This was one time that Toronto’s Jewish community would not stand for the abuse, the Jew-baiting, which was quite prevalent in the city in those years just before World War II, when Adolf Hitler had just taken power in an economically flattened Germany and Nazism was ascendant.
This one time, Toronto’s Jews — the teen boys, at least — fought back, with help from Italian lads (the late Johnny Lombardi among them) who’d been equally resented and unwelcome as “foreigners’’ in what was an insular, xenophobic town sometimes called the Belfast of Canada because of its militantly Protestant character and the flamboyant annual Orange Parades.
The rumble erupted when a clot of boys from the self-styled Pit Gang, who’d been sitting on the “camel’s hump’’ — a knoll just south of the baseball diamond — unfurled a large white quilt featuring a black swastika.
DiManno's column comes at a particularly interesting moment for me. I have been talking to someone on the subject of the Christie Pits riot and his reminiscences passed down from his grandmother differ markedly from the account on the Christie Pits historical plaque, in the wikipedia article and in DiManno's column. According to all three of these sources the riot pitted an Anglo-Canadian group known as the Pit Gang against Jewish and Italian immigrants. The spark that touched off the riot was displaying the swastika by the Pit Gang.
Not so according to my friend's grandmother. This bit of oral history has the foreigners displaying the fascist symbol and Canadians defending their country against these pernicious foreign influences. I honestly cannot fathom why someone would hold to such a view unless it is misplaced loyalty to a grandmother who could not acknowledge that Toronto's history is filled with such bigotry.
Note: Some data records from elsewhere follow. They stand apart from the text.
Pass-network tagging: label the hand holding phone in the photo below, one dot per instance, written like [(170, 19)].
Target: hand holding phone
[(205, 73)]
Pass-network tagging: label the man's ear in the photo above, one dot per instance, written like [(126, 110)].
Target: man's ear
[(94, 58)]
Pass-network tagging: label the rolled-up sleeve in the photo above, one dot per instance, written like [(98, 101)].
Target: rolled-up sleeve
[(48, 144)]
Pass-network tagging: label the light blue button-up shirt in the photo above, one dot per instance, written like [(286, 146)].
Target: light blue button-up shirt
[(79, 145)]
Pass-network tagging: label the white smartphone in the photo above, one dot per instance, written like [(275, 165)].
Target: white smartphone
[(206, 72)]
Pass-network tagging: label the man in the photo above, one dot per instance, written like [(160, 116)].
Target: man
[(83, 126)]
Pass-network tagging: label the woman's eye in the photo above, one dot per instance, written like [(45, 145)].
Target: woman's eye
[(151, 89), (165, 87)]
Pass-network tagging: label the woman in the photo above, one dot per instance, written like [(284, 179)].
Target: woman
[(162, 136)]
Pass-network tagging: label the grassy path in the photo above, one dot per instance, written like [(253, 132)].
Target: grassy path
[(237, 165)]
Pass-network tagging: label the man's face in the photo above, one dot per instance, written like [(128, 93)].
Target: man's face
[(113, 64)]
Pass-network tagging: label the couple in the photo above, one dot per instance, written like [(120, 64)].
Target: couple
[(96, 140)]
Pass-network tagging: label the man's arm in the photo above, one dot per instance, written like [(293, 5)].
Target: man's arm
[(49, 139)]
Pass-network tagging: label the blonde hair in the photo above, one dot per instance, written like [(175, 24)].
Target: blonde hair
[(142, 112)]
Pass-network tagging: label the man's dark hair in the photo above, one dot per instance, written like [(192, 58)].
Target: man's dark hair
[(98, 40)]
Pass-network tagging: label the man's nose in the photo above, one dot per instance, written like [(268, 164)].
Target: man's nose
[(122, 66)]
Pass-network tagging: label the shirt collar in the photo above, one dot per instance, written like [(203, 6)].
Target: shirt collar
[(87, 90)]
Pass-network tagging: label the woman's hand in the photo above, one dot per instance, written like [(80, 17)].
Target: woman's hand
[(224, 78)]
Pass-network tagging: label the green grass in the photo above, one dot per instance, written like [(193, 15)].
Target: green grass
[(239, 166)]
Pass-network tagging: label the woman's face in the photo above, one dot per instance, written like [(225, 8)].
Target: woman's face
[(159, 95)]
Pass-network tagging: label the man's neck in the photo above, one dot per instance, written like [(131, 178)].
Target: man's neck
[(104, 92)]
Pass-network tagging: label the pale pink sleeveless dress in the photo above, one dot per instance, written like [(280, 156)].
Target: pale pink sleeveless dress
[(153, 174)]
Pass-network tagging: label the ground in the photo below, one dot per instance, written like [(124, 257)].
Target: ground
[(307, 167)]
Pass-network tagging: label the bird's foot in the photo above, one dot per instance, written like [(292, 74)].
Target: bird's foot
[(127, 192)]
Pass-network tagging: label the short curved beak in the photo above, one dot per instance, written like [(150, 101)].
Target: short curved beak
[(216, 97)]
For myself, such blatant display of prejudice brings back memories of racist comments from members of my own family. It brings back memories of being torn away from my friends and parochial school because my parents were afraid of those people. I do not like it one little bit. I may have been powerless when I was a nine year old child but I am no longer that child and I do not have to endure such bigotry and prejudice in silence.